La chica se levantó, airada, y dijo que nada de eso era cierto, porque vio al chavo pálido y tembloroso; que a su mamá le encantaba predecir cosas malas, pero que eso no podía ser cierto, porque ellos se amaban, y contra el amor nadie puede (cursi, pero lo dijo a gritos, para que la oyeran bien las vecinas que estaban amontonadas junto a sus ventanas. Doña Sura afirmó que ella venía de familia de profetas, y que sus predicciones siempre se cumplían; y volvió a echar las cartas una y otra vez, hasta que entre ellas apareció el rey de Bastos, y señalando el garrote que lleva, declaró que esa era la peor carga que le podía salir a alguien (pero al chavo le salió hasta la cuarta o quinta vez que le echó las cartas), y dijo a su hija que no se burlara de ella, porque entonces la cosa sería peor para todos; y se levantó enfurecida, enorme en esa túnica negra que tanto le gusta usar y con voz salida de los infiernos dijo al chavo “No pasarás”, y cayó desvanecida.
Varias de las vecinas se desmayaron también, y hubo que llevarlas a la enfermería (por cierto, que la enfermera se negó a atenderlas, “no le fuera a caer a ella también alguna maldición”). Las que no se desmayaron empezaron a gritar, algunas se hincaron a rezar; y los gritos se oían ya en la vecindad de junto. Llamaron al portero, pero él se negó a aparecer, “porque él no creía en esas cosas”, y corrió a meterse debajo de la cama. Y los guaruras, ni hablar: el que no tenía que ir al baño, le tenía que hablar a su mamá, y todos desaparecieron.
La situación se estaba saliendo de control, pues algunos ya habían ido a llamar al gendarme de la esquina, a pesar de que no podría hacer nada; pero peor era quedarse ahí parados, esperando quién sabe qué horror.
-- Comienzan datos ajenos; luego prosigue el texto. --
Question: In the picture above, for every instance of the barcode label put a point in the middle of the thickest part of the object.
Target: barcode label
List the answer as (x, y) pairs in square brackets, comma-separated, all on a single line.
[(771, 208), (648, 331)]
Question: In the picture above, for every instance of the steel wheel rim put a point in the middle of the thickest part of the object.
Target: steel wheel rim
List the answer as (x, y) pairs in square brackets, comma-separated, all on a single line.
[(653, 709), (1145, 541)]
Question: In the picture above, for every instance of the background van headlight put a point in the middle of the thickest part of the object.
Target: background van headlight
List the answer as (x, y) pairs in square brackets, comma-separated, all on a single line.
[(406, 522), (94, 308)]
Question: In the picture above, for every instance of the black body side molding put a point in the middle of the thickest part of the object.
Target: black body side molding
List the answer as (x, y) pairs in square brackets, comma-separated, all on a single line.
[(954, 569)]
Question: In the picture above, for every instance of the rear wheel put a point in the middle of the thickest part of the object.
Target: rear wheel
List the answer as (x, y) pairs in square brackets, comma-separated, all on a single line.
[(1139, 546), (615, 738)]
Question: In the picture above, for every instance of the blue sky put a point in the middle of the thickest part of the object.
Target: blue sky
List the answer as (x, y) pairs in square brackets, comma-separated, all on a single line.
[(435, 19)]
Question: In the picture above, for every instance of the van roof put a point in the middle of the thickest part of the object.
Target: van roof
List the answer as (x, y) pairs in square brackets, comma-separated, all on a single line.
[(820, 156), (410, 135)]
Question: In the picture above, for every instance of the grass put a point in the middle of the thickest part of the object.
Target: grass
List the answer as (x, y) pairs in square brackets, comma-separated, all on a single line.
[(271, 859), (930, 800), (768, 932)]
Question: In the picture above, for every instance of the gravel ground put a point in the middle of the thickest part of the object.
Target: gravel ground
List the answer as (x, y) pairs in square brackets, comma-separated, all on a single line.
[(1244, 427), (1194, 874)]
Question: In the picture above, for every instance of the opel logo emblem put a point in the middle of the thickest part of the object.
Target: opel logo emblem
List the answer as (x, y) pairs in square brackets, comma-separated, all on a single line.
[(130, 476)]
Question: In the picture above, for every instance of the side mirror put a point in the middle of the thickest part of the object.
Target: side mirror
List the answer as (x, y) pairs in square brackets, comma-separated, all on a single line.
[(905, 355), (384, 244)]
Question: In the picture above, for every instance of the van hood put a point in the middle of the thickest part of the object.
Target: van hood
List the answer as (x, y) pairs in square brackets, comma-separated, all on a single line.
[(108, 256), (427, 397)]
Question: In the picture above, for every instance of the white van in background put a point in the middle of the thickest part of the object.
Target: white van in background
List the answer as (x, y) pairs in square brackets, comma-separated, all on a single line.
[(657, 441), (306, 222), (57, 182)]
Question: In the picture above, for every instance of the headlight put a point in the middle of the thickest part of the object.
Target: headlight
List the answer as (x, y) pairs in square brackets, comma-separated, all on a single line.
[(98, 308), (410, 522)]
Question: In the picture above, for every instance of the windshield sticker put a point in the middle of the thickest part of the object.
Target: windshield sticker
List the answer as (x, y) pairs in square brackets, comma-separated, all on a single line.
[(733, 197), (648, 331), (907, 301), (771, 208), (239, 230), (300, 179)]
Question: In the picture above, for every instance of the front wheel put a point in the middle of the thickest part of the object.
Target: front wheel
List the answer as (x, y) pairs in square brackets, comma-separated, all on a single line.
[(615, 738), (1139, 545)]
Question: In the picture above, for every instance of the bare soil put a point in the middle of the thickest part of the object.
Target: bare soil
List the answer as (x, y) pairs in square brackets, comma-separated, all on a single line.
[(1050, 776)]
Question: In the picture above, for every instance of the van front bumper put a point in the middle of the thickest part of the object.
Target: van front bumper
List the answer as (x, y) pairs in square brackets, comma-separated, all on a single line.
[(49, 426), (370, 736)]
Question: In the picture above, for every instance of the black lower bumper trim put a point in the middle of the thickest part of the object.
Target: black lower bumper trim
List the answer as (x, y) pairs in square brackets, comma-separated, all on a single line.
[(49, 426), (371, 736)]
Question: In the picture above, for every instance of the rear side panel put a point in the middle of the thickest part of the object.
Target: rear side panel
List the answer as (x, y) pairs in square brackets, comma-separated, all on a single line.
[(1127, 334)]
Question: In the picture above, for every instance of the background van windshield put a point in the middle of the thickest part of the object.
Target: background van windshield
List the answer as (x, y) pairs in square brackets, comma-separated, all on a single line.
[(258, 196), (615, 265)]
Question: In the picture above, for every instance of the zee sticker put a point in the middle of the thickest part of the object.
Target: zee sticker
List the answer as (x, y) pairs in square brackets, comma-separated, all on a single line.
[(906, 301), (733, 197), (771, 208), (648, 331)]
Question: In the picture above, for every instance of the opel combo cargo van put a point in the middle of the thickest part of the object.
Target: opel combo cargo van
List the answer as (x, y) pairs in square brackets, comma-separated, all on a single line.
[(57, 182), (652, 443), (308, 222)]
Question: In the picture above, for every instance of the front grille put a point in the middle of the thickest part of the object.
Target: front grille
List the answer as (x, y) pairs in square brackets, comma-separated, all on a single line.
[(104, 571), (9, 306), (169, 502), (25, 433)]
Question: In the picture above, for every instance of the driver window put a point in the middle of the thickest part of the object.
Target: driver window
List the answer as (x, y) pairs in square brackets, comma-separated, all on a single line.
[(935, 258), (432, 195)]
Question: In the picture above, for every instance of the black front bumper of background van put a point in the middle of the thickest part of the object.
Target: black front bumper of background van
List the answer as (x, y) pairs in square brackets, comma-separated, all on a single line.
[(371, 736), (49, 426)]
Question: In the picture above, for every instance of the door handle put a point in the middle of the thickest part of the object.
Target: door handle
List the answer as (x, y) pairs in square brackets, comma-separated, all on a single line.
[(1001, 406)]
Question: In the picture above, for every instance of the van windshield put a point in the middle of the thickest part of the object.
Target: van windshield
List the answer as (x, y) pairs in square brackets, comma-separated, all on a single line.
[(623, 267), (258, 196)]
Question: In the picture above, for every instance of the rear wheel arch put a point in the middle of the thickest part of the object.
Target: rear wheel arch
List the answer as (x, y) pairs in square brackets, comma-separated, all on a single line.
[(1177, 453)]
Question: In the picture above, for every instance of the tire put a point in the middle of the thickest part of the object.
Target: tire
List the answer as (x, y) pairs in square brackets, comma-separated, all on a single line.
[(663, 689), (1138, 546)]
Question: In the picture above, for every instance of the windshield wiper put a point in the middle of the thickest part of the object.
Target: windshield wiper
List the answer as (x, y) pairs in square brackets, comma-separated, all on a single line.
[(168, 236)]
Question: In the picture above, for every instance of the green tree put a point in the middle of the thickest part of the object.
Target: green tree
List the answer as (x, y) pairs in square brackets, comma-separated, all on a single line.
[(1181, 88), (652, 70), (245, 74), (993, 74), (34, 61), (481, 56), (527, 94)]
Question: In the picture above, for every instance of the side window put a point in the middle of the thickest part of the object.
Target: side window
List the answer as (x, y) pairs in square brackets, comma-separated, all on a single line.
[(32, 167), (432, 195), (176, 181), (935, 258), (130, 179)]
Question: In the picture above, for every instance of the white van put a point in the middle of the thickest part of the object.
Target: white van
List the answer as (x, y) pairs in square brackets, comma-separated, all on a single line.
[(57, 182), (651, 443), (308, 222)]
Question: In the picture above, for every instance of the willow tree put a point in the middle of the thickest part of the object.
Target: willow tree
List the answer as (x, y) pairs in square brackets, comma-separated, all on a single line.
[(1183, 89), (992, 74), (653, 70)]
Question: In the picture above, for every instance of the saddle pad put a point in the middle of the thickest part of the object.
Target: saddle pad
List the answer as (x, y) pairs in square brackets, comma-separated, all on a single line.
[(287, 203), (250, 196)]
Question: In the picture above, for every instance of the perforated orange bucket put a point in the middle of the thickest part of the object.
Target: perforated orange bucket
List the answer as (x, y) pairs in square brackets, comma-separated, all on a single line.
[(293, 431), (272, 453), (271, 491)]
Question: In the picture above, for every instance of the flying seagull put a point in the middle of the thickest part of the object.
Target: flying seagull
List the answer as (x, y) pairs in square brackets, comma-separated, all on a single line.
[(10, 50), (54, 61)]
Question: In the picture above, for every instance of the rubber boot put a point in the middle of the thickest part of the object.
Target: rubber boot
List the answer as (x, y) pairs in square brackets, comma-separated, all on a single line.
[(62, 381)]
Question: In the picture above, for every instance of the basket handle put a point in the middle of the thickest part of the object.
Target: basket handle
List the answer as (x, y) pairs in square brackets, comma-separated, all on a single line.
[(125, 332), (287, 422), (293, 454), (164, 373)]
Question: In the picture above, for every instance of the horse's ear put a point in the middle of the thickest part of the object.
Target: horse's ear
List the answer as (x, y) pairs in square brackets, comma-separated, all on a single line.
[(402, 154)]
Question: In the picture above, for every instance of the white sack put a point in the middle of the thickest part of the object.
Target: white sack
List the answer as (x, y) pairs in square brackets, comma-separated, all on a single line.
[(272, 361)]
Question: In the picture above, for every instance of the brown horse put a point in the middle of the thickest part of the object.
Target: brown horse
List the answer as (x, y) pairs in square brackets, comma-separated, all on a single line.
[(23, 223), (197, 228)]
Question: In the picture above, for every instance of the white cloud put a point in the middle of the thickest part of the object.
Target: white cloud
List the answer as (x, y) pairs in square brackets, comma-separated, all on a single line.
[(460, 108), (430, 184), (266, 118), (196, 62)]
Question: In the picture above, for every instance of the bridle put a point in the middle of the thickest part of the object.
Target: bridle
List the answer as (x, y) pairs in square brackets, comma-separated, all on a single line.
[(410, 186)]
Y decidí intervenir.
Sin pensarlo dos veces, me metí entre los pies de doña Sura y la hice caer del banquito al que se había subido para parecer más grande, y logré que se cayera. Lanzó un grito horrible, pero en cuanto cayó se quedó callada, callada, como muerta. Pero no estaba muerta. Tardó varios minutos en volver a la conciencia, y lo primero que dijo fue “¿Dónde estoy?” ¿Y qué crees? El chavo dijo: “Si no sabe dónde está, menos puede saber lo que va a ser de nosotros en el futuro”, y le dio la mano a la chava. Ya iban a salir, pero doña Sura se recuperó y pidió a su hija que no se fuera así, y le rogó que hiciera las cosas bien y se casara. La chava accedió, pidió al novio que le diera esa noche para hablar con su mamá y que volviera al día siguiente. Y así lo hicieron.
Madre e hija hablaron hasta altas horas de la noche. Doña Sura dijo que temía perderla, que era lo único bueno que había hecho en su vida y que no quería que se fuera. La chava le dijo que no la perdía, que estarían siempre en contacto, que necesitaba la guía de su experiencia y de su sabiduría y que su esposo sería como un hijo para ella. La mujer comprendió a los jóvenes y les ofreció su apoyo (tampoco podía hacer otra cosa, so pena de quedarse sola), y hasta fijaron una fecha tentativa de boda.
Así, el asunto se resolvió satisfactoriamente para todos. Pero el portero no salió en toda la noche de la portería.